In October 1973, Johnny DeFries was convicted of first degree murder for killing 25-year-old John C. McVeigh during a fight over a pool game on December 8, 1972, and sentenced to life in prison. He escaped from prison in 1974 and 1978, both times spending roughly 11 months as a free man. DeFries was paroled in the late 1980s. While on parole, however, he was arrested for raping and sodomizing a 9-year-old girl at the home of her aunt-in-law, who was DeFries's daughter. After choosing to represent himself, DeFries was acquitted of first degree sodomy, but convicted of first degree rape. He was sentenced to life in prison without parole as a habitual offender. DeFries died in prison in September 2003.

In December 1997, Clarence Blevins was arrested for solicitation of murder. A search of his home uncovered live homemade explosives. In 1998, Blevins pleaded guilty to federal charges of solicitation of murder-for-hire and non-registration as a firearms manufacturer. He was sentenced to 13 years in prison on the first charge and 10 years on the second charge, to run concurrently. Blevins admitted to trying to have several people, including his ex-wife Barbara, killed.
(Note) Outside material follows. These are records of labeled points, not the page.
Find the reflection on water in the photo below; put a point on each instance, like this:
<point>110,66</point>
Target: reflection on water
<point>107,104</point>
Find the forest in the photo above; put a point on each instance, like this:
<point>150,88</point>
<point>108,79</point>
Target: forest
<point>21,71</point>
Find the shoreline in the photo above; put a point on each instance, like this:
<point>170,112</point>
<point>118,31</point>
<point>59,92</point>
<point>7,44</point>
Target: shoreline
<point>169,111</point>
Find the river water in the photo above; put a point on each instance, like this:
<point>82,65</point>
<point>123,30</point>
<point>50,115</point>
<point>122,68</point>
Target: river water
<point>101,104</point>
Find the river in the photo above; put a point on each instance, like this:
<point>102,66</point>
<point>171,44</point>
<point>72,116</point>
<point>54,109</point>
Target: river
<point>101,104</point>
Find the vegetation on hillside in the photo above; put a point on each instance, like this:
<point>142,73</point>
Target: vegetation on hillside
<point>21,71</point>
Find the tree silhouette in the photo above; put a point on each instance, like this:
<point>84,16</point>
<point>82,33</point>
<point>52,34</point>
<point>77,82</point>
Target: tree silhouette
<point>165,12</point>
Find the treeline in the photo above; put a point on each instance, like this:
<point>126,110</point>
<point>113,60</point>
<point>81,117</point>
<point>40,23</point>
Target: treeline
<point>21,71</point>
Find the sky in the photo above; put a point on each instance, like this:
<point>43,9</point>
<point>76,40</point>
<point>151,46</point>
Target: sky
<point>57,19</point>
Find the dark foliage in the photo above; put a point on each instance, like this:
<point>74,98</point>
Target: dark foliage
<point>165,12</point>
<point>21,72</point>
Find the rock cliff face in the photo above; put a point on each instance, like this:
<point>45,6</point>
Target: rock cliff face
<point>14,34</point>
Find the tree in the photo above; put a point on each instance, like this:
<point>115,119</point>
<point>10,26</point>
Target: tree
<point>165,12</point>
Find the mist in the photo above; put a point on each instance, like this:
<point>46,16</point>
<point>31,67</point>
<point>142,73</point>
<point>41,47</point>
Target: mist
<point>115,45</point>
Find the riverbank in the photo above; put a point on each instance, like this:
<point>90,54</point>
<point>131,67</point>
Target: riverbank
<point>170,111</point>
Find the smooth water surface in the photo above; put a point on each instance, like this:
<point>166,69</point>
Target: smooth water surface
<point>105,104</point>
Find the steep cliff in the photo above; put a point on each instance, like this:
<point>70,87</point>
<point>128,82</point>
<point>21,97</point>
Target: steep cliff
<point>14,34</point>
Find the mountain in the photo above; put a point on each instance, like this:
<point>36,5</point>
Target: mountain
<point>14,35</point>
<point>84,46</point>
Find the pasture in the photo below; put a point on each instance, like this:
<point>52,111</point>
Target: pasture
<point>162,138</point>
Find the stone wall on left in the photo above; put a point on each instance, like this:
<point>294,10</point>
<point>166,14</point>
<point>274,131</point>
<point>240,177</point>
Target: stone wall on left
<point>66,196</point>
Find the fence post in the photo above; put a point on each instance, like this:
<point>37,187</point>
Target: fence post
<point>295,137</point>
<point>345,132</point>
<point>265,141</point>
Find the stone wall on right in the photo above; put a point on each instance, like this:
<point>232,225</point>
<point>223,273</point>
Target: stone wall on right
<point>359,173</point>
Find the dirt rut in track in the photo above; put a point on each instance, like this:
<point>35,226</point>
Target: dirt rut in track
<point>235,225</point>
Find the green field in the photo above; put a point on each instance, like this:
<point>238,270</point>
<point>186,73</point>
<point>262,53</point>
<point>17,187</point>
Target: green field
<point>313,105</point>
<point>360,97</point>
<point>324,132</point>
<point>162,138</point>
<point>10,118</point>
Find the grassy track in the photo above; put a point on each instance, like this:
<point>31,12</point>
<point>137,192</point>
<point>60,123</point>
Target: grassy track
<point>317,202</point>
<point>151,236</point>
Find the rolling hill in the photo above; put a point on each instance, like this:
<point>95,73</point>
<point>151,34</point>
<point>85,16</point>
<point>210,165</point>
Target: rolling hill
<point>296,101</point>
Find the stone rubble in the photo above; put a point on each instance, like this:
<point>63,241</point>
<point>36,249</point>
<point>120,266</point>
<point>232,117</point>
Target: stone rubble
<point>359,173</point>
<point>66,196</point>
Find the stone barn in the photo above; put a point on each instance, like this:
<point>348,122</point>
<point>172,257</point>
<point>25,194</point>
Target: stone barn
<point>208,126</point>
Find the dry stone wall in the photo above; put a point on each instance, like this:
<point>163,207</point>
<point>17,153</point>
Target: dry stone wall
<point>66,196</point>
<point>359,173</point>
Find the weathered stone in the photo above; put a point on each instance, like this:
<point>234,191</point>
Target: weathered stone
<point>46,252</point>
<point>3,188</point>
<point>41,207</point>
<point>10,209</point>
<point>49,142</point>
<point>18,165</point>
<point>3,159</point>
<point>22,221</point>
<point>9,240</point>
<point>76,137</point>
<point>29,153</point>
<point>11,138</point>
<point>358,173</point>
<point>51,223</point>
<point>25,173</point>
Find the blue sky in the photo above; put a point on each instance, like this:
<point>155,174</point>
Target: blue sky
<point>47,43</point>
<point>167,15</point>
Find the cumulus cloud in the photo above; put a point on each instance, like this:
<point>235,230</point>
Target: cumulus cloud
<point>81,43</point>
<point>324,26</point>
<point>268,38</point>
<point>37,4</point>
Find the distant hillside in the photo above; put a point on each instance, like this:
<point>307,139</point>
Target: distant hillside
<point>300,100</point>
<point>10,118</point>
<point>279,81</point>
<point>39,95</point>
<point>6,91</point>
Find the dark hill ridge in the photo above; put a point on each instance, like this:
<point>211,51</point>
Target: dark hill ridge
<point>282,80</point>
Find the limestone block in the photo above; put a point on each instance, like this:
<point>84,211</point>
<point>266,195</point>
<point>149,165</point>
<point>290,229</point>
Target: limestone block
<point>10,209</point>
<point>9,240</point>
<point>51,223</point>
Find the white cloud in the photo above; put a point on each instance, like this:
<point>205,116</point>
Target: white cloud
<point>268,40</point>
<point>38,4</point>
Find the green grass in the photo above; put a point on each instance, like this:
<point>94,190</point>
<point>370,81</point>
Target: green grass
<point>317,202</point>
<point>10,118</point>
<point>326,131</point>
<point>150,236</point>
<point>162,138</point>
In 2007, Blevins, who was scheduled for release in April 2009, told a prison informant that he would provide him explosives to murder his ex-wife, her boyfriend, and her neighbor. In a recorded conversation, Blevins said he wanted the crime to look like murder-suicide and be carried out while he was still in prison so he could have an alibi. He also told the informant that he could rape his ex-wife before killing her, as long as he was careful not to leave behind any DNA evidence. In 2009, Blevins was convicted of soliciting murder-for-hire and had 20 years added to his sentence. He claimed entrapment in an appeal. This was rejected, since Blevins already had a prior conviction for a similar offense and had initiated the conversation with other inmates before approaching the informant, who claimed to know a hit man. The informant had also repeatedly asked him whether he wanted to follow through on the plan, after which Blevins assured him that he did.
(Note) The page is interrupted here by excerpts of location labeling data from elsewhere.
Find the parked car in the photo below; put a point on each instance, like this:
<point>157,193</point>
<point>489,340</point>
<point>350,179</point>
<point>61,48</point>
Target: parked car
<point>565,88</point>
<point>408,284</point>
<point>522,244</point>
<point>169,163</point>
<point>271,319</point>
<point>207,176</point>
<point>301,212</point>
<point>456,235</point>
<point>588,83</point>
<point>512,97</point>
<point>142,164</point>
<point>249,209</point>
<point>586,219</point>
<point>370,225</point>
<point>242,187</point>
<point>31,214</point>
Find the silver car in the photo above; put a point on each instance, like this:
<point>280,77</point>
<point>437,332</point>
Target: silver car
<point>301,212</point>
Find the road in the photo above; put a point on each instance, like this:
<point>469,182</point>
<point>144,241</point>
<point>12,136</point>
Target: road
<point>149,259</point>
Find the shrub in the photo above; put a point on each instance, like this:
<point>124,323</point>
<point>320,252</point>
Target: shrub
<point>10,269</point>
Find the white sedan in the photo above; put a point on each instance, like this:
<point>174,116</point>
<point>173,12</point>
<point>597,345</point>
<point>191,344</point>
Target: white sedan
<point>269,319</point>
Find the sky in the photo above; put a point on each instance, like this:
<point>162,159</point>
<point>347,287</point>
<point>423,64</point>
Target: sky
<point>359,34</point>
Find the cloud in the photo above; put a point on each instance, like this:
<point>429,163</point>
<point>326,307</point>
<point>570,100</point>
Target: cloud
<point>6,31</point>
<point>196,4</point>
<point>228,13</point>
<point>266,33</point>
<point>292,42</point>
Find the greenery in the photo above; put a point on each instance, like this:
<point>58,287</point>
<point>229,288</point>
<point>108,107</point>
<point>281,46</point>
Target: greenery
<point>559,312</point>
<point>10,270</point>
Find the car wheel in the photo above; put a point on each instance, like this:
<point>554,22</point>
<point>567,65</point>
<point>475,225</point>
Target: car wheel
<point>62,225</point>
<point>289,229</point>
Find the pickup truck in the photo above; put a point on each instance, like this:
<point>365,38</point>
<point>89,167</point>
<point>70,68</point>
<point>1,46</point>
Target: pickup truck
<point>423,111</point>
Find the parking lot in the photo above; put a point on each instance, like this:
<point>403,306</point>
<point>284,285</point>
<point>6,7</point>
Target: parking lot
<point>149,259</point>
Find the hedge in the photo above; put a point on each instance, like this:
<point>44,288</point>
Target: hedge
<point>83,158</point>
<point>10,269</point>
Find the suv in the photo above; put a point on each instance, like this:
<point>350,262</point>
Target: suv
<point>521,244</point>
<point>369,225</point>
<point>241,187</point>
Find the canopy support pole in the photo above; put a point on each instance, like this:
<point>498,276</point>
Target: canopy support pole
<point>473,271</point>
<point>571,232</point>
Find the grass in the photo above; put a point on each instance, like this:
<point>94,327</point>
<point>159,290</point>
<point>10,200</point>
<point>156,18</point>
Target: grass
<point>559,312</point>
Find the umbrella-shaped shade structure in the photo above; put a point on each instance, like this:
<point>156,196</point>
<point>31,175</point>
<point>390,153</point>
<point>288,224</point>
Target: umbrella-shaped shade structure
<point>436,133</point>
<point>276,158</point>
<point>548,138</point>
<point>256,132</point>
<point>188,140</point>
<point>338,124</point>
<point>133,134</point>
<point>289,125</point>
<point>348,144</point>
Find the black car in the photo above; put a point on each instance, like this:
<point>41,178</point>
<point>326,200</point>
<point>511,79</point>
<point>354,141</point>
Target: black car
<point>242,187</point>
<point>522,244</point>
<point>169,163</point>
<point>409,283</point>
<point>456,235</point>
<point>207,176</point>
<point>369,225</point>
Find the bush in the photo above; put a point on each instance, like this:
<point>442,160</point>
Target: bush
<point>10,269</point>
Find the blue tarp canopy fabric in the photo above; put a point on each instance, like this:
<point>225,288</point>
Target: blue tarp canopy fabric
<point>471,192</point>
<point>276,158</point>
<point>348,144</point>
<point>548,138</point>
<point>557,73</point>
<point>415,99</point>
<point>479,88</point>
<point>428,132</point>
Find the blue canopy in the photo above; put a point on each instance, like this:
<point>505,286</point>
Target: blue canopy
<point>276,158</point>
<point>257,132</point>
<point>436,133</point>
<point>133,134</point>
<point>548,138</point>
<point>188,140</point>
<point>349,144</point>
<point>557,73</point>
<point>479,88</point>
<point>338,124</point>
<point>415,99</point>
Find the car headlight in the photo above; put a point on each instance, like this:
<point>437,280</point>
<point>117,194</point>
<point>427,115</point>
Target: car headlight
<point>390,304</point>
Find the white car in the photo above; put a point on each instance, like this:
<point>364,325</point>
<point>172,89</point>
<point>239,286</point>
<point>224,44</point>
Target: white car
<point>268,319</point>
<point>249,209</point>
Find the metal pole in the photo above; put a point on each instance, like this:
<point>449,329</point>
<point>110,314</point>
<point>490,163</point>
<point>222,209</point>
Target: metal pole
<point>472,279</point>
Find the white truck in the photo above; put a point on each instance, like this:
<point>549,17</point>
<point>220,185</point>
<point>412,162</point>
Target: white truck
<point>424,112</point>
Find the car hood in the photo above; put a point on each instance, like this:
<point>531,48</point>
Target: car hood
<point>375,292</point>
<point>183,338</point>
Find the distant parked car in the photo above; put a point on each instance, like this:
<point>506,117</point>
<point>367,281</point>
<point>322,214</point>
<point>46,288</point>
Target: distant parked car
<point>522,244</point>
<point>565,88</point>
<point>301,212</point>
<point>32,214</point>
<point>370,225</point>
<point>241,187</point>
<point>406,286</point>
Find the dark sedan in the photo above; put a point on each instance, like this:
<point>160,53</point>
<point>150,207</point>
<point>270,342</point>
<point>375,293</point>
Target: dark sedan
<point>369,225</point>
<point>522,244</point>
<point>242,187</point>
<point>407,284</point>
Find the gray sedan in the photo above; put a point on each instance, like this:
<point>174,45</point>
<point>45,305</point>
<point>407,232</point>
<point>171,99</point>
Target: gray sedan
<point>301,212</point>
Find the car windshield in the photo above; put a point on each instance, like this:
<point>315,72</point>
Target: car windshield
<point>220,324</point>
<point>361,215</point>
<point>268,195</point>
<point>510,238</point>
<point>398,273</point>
In 2019, Blevins, who was scheduled for release in 2026, filed a petition for compassionate release. After this request was denied by the warden, he filed a motion for compassionate release, citing his poor health and the COVID-19 pandemic. He filed another motion requesting a sentence reduction under the First Step Act. Blevins argued that he was no longer a danger to society, citing his good prison record. The government opposed the request, citing his history of violence. His involvement in Willie Brewster's murder was never mentioned, albeit the court noted that he'd been convicted of shooting and wounding his daughter prior to his 1998 conviction. In addition, Blevins's ex-wife and neighbor had expressed concerns for their safety in response to his petition. Ultimately, both of Blevins's petitions were rejected. He died in prison on October 4, 2021, at the age of 82.

==Legacy==
A memorial marker was erected near the site of the shooting in 2016, by the City of Anniston Historic Trails Program. Brewster's name was placed on the Southern Poverty Law Center's list of Civil Rights Martyrs.